Bom, muito tempo livre não, mas eu sempre gostei muito dessa região e toda a minha família sempre teve uma ligação forte ao Minho, por isso foi muito bom voltar lá. O que também foi muito divertido é que, claro, muitas vezes nós aqui em Portugal não temos consciência de como a Espanha é diversificada e variada. Por exemplo, grande parte da equipa — a Avelina é de Valência, grande parte da equipa era de Barcelona — portanto, estivemos o tempo todo a divertir-nos justamente entre as várias línguas. Porque eles falam catalão, ou valenciano, que é muito próximo do catalão, e estava-se constantemente a dizer “assim” em português, “assim” em valenciano, “assim” em castelhano. É muito bonito essa nossa comunicação e a facilidade de comunicação entre todos estes povos da Península Ibérica.

Maria de Medeiros
Maria de Medeiros

E na forma de trabalhar entre Portugal e Espanha, sente muitas diferenças em termos de equipas, de trabalho, ou na verdade os processos são muito semelhantes?
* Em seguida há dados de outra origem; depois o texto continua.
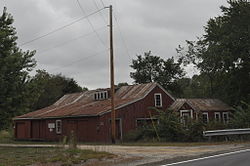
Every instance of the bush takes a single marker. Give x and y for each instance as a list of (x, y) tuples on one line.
[(194, 131), (169, 127), (6, 136)]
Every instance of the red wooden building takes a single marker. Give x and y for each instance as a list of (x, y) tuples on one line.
[(88, 114), (207, 109)]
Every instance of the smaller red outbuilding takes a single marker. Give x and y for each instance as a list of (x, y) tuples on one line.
[(208, 109)]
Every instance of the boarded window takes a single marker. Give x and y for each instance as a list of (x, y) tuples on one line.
[(205, 117), (217, 116), (101, 95), (158, 100), (58, 126), (140, 122), (225, 117)]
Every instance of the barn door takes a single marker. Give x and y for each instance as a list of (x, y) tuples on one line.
[(118, 131), (35, 129), (72, 128), (21, 130)]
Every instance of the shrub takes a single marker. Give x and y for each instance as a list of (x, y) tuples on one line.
[(241, 117)]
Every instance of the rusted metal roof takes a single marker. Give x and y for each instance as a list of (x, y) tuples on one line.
[(201, 105), (84, 104)]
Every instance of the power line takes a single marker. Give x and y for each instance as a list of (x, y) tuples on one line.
[(102, 3), (60, 28), (92, 26), (79, 60), (69, 41), (120, 32), (123, 40), (103, 18)]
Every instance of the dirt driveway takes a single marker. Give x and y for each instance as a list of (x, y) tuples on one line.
[(138, 155)]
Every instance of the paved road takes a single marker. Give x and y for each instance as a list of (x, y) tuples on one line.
[(239, 158)]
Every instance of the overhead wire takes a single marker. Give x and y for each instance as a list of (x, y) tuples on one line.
[(92, 26), (79, 60), (97, 7), (120, 32), (69, 41), (62, 27)]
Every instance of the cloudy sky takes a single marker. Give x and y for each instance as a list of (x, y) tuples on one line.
[(80, 51)]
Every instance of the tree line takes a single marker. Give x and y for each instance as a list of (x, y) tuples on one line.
[(19, 92)]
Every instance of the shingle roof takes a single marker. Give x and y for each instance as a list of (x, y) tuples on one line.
[(83, 104), (201, 104)]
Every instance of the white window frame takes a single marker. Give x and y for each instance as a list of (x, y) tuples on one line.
[(158, 94), (101, 95), (225, 113), (205, 113), (58, 130), (146, 119), (217, 113)]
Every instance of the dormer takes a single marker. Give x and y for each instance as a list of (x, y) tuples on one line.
[(101, 95)]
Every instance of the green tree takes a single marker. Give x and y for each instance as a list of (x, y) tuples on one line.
[(15, 65), (150, 68), (241, 117), (169, 126), (223, 53)]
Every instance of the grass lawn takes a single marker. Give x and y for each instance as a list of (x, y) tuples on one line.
[(61, 156)]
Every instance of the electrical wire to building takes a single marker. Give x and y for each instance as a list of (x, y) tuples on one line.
[(80, 60), (62, 27), (120, 32), (70, 41), (91, 25)]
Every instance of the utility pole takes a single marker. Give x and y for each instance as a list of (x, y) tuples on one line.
[(112, 92)]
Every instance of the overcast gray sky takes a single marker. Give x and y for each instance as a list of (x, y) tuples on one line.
[(80, 53)]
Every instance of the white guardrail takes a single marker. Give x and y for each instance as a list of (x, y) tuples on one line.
[(226, 132)]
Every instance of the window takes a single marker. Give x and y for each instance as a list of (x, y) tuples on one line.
[(225, 117), (140, 122), (101, 95), (185, 118), (58, 126), (158, 100), (217, 116), (205, 117)]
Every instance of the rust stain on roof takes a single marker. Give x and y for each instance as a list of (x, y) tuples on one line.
[(202, 104), (84, 104)]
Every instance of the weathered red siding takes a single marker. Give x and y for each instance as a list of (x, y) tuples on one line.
[(93, 129)]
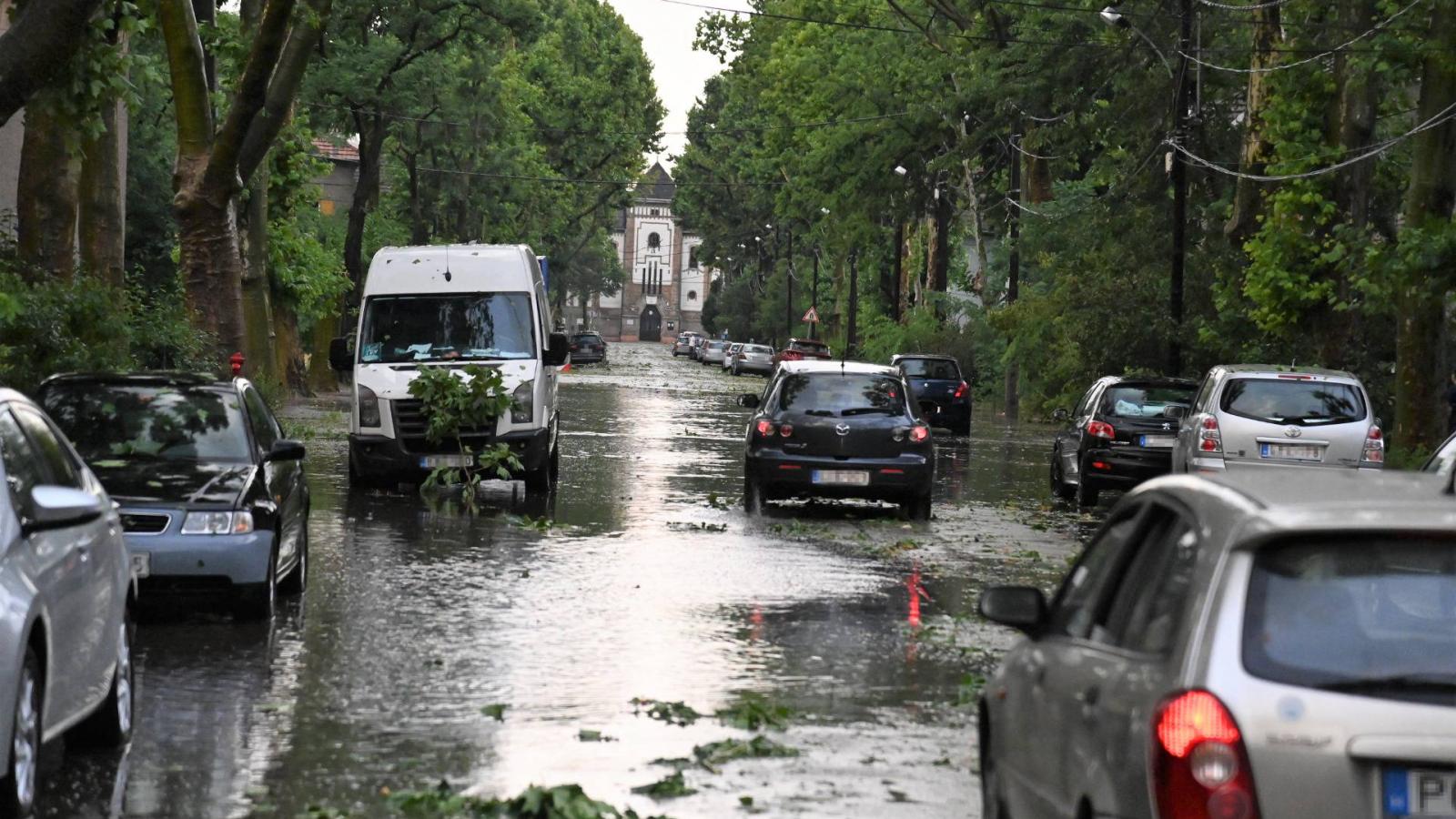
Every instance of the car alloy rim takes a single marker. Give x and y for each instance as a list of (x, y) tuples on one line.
[(124, 681), (25, 745)]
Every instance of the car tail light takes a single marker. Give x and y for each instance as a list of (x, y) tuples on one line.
[(1200, 765), (1208, 439), (1373, 450)]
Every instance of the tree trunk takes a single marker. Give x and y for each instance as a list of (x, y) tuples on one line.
[(47, 197), (104, 201), (1420, 368)]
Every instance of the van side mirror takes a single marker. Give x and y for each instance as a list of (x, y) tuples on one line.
[(558, 349), (1023, 608), (339, 354)]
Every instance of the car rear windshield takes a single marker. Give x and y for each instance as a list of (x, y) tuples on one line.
[(842, 394), (1143, 401), (934, 369), (1289, 401), (1359, 614), (449, 327), (149, 421)]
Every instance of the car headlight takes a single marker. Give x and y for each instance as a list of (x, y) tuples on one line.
[(369, 407), (523, 402), (217, 523)]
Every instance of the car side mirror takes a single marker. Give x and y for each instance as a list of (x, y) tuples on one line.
[(1023, 608), (57, 508), (339, 354), (558, 349), (286, 450)]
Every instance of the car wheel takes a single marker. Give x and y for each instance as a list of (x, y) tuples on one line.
[(111, 724), (18, 785), (298, 579), (258, 603)]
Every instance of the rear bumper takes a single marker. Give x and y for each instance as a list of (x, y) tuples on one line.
[(793, 475)]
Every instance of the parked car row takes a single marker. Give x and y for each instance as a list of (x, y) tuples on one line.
[(120, 487)]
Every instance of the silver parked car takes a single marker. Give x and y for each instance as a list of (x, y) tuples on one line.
[(753, 359), (1257, 416), (65, 599), (1238, 646)]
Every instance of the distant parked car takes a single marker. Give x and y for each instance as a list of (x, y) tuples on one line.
[(941, 388), (1241, 644), (213, 496), (1254, 416), (713, 353), (1121, 433), (801, 350), (732, 353), (753, 359), (65, 602), (830, 429), (589, 349)]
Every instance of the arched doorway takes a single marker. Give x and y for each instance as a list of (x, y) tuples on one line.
[(652, 324)]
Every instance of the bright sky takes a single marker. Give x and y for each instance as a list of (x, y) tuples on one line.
[(667, 36)]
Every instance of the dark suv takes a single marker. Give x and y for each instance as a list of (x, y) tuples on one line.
[(1121, 433), (832, 429), (213, 496)]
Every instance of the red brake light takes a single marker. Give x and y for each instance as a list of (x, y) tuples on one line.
[(1200, 765)]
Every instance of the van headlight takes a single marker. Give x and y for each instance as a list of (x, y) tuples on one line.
[(217, 523), (523, 402), (369, 407)]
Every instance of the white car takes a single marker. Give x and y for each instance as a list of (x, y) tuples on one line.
[(65, 602)]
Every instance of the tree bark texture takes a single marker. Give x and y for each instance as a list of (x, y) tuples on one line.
[(1420, 366), (38, 47), (47, 197)]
Eu diria que é muito semelhante. Acho que a linguagem do cinema, enquanto se faz, é um pouco como a música... é internacional. Em Portugal, sempre tivemos equipas técnicas fantásticas. Portanto, havia uma enorme fluidez e nenhuma diferença entre as pessoas da equipa portuguesa ou espanhola.

Estas parcerias entre Portugal e Espanha têm dado frutos, tanto no cinema como nas séries. Especialmente nas séries - o mercado espanhol cresceu imenso nos últimos 10 anos, com a entrada da Netflix. Estas parcerias podem também ajudar o mercado português e as produções nacionais a chegarem a públicos mais vastos no mundo?

Sim, seria bom, claro que sim. E eu, na verdade, sempre senti interesse e curiosidade em Espanha pelo que se faz em Portugal, não só no cinema, mas também na literatura e na música. Por isso, é interessante conhecermo-nos melhor uns aos outros.

Maria de Medeiros
Maria de Medeiros

A Maria já tem um grande currículo de trabalhos e de filmes. Como é partir para um novo projeto? Como é tomar a decisão de abraçar um novo projeto? O que pesa nesse momento?

Eu acho que a intuição funciona muito. A gente sente: 'Aqui posso... posso trazer alguma coisa'. E, de facto, como tenho muita história com Espanha e com a Catalunha, senti-me muito cómoda, confortável justamente nesta encruzilhada de culturas.

Devo dizer que, por exemplo, agora estou de novo a filmar em Portugal, estou a fazer o filme do Luís Galvão Teles e já não estou no Minho, mas no Douro. Para mim, é sempre uma alegria voltar a filmar aqui.

Esta pergunta pode parecer um pouco cliché, mas o que é que ainda lhe falta fazer? Que papéis ou desafios gostaria de abraçar enquanto atriz? Os novos desafios são infinitos, claro, mas o que sente que ainda gostaria de explorar na sua carreira?

Eu nunca penso assim, porque a minha vida tem sido feita de surpresas. Por isso, continuo atenta às surpresas que ainda se irão apresentar, espero.